PJ Media

You Can't Shame People Out of Driving Drunk

In a Memorial Day weekend crackdown, 109 drivers were pulled over and arrested for drunk driving in Nassau County, Long Island.

Of the 109 arrested, 81 were charged with driving while intoxicated and the rest were charged with driving while impaired.


What all of them had in common: their faces would soon be plastered all over the wall of the county offices, as well as in the local media.

The county’s new Wall of Shame was unveiled two days after those arrests by County Supervisor Tom Suozzi. The Wall was composed of a vast array of mugshots from those Memorial Day arrests in a county building. Suozzi stood proudly in front of those photos as the invited media listened to the details of his new plan, including a request from the supervisor for the media to post the photos and personal information of the arrestees. The media complied. By the next day, all 109 of those mugshots were posted on Newsday.com.

Those arrested began receiving phone calls from friends and relatives. One man said he lost his job as a mechanic after his info was posted for all to see.

One can’t help but ask: are our drunk driving laws so ineffective that we have to resort to shame as punishment and a deterrent?

Certainly, I am against drunk driving. Is there anyone who actually advocates driving while drunk? Sometimes I wonder if our laws are harsh enough for these infractions. After all, those who choose to drink and drive choose to put the lives of everyone on the road with them at risk. In 2006 (in the U.S.), there were 13,470 fatalities in crashes involving an alcohol-impaired driver (BAC of .08 or higher) – 32 percent of total traffic fatalities for the year. That’s almost 14,000 people who would be alive today if it were not for the selfishness of someone who got behind the wheel after drinking alcohol.
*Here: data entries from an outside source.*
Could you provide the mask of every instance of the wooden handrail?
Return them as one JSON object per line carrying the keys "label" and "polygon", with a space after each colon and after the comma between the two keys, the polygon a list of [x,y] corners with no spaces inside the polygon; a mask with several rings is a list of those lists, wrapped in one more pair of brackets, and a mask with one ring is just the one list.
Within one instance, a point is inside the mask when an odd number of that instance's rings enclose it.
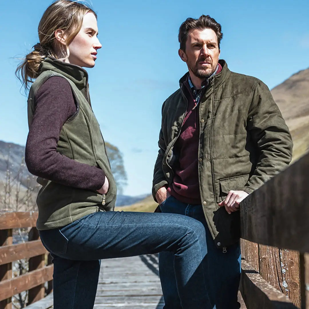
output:
{"label": "wooden handrail", "polygon": [[[37,218],[38,213],[33,212],[0,212],[0,309],[12,309],[12,296],[23,292],[28,291],[28,304],[50,292],[53,265],[49,255],[46,258],[47,252],[35,227]],[[29,241],[13,244],[13,229],[23,228],[31,228]],[[28,272],[12,278],[12,262],[28,258]]]}
{"label": "wooden handrail", "polygon": [[309,154],[245,199],[240,205],[242,238],[309,252],[308,175]]}
{"label": "wooden handrail", "polygon": [[0,230],[35,226],[38,214],[33,212],[0,212]]}
{"label": "wooden handrail", "polygon": [[250,309],[309,309],[308,175],[309,154],[240,204],[241,237],[250,241],[242,241],[241,291]]}
{"label": "wooden handrail", "polygon": [[48,253],[40,240],[0,247],[0,265]]}
{"label": "wooden handrail", "polygon": [[29,272],[12,279],[0,282],[0,300],[49,281],[53,278],[53,265]]}

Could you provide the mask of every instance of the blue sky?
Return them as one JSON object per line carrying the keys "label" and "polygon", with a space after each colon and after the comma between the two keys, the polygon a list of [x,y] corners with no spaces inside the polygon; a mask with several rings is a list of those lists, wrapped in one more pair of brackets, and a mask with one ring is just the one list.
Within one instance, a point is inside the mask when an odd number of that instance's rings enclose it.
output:
{"label": "blue sky", "polygon": [[[25,144],[26,98],[14,72],[18,58],[37,42],[37,25],[51,3],[1,4],[0,140]],[[151,192],[161,105],[187,71],[178,55],[177,35],[187,17],[214,18],[223,33],[220,57],[231,70],[257,77],[270,88],[309,67],[307,0],[90,3],[103,45],[88,70],[91,102],[105,140],[123,154],[126,194]]]}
While you can suspend licenses and impound vehicles and hand out stiff fines and lengthy jail terms, it still seems like we are in a never ending battle against drunk drivers.
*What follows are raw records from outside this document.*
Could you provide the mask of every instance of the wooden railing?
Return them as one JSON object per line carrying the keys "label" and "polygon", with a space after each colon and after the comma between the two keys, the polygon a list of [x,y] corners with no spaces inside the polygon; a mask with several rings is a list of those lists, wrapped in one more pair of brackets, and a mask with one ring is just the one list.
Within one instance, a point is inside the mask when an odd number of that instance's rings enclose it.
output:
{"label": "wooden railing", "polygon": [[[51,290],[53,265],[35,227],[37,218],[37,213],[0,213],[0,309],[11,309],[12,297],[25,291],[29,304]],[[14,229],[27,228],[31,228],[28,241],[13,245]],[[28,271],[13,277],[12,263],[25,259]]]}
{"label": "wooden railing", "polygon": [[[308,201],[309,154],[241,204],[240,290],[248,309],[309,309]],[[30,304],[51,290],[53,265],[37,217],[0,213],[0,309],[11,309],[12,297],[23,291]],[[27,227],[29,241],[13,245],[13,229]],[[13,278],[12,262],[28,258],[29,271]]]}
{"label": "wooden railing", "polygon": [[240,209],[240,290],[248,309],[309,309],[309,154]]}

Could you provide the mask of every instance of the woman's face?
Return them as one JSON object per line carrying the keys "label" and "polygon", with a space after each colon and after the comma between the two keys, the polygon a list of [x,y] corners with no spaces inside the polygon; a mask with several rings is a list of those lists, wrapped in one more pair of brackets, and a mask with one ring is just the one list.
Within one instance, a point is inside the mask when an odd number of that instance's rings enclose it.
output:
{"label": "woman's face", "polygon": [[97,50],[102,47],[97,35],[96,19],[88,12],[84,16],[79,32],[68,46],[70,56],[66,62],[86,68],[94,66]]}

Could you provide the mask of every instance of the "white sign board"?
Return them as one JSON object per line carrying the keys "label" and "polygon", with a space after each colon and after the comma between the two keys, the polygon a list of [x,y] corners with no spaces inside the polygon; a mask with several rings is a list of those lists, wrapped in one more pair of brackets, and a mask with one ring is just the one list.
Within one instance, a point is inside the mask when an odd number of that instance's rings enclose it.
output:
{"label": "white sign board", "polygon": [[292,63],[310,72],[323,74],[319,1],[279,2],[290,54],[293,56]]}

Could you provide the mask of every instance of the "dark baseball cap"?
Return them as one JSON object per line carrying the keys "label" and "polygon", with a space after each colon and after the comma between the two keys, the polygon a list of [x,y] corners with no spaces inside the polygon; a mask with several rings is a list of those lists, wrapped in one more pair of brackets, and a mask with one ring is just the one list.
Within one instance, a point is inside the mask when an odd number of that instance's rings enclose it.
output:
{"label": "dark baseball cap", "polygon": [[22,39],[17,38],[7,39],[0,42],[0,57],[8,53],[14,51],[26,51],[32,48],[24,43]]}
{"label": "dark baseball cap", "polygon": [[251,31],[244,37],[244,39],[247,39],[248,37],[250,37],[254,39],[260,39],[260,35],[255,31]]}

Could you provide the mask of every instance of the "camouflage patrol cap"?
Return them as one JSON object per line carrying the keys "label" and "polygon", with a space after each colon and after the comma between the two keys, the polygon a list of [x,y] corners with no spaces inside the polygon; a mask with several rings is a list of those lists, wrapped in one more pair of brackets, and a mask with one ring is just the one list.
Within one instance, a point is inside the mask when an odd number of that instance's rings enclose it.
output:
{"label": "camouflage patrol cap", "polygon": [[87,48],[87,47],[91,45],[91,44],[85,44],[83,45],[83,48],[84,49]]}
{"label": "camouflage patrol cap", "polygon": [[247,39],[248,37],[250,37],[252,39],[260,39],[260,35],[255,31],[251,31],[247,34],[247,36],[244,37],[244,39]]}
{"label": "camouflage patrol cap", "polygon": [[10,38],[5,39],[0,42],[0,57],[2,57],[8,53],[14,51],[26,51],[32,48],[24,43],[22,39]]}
Perhaps the county sees the Wall of Shame as a last resort. Hit them where it hurts; their pride.

There have been other cities where such a practice was tried:

* A newspaper in Kentucky posted mugshots of DUI offenders, but stopped the practice because the publisher didn’t believe posting the pictures served as a deterrent.

* In Phoenix, mugshots of drunk driving law offenders were posted on billboards.

* In Tennessee, first time DUI offenders must pick up trash on the side of the road wearing bright orange jackets with the words “I AM A DRUNK DRIVER” on them.

* Ohio, Iowa, Minnesota and Oregon issue special license plates to DUI offenders; Washington State is trying to do the same.

The difference between the cited examples and the Nassau County Wall of Shame is that in the above cases, the drivers were all convicted of their crimes before their mugshots and personal information were made public.

Suozzi and the county may have very well overstepped their bounds by allowing these photos to be posted before anyone was convicted. Even if this practice is not legally suspect, it certainly is unethical. Yes, technically, all those people arrested are drunk drivers; they all blew above the legal limit on a breathalyzer test. But they are not convicted drunk drivers. They are not yet the legal definition of criminals; they are, for all intents and purposes, suspects. One wonders if the county is opening itself up to expensive, time consuming lawsuits.


Personally, I don’t think that humiliation is much of a deterrent in this case. Maybe a handful of those arrested – the occasional social drinkers – might think twice about getting behind the wheel after drinking again but, for the majority of drinkers, the threat of having your photo published in the paper is not something you take seriously once you’re drunk.

In fact, I’m sure that there are very few people who will even give the fear of public humiliation a first thought, let alone second, once they’ve started drinking. If Nassau County is trying to make an example of the 109 people arrested Memorial Day weekend in the hopes that it will reduce drunk driving, it’s clear they just don’t understand the power of alcohol. People under the influence of alcohol, especially enough to be over the legal driving limit, rarely think clearly or rationally enough to take pause and remember that getting behind the wheel may result in a portrait on the Wall of Shame.

Harsher laws, especially for first offenders, and better awareness and education programs are needed here, not public shaming.

Another thing to think about is the legality of allowing elected officials to add more punishment to a crime. If convicted, these people will serve the sentence imposed to them by the judge that hears their case. But Suozzi, and other town leaders who enact the same kind of humiliation tactics, are more or less taking it upon themselves to add to the punishment handed down by the judges.


The Wall of Shame mugshots are an extension of whatever fines or jail time you get for your infraction. Isn’t the public humiliation then part of the punishment? If so, shouldn’t that be part of the drunken driving statutes, or are town leaders allowed to determine on their own improvised Scarlet Letter punishments at will?

The first-time drunk-driving offenders among those arrested need education on drunk driving and alcohol abuse counseling in addition to whatever the judge sentences them to. Repeat offenders need severe consequences.

While public humiliation may feel like a satisfying form of punishment, the jury is still out as to whether it is truly a deterrent. The ambiguities of the morality and ethics of the Wall of Shame, not to mention its questionable payoff, should call the technique into question.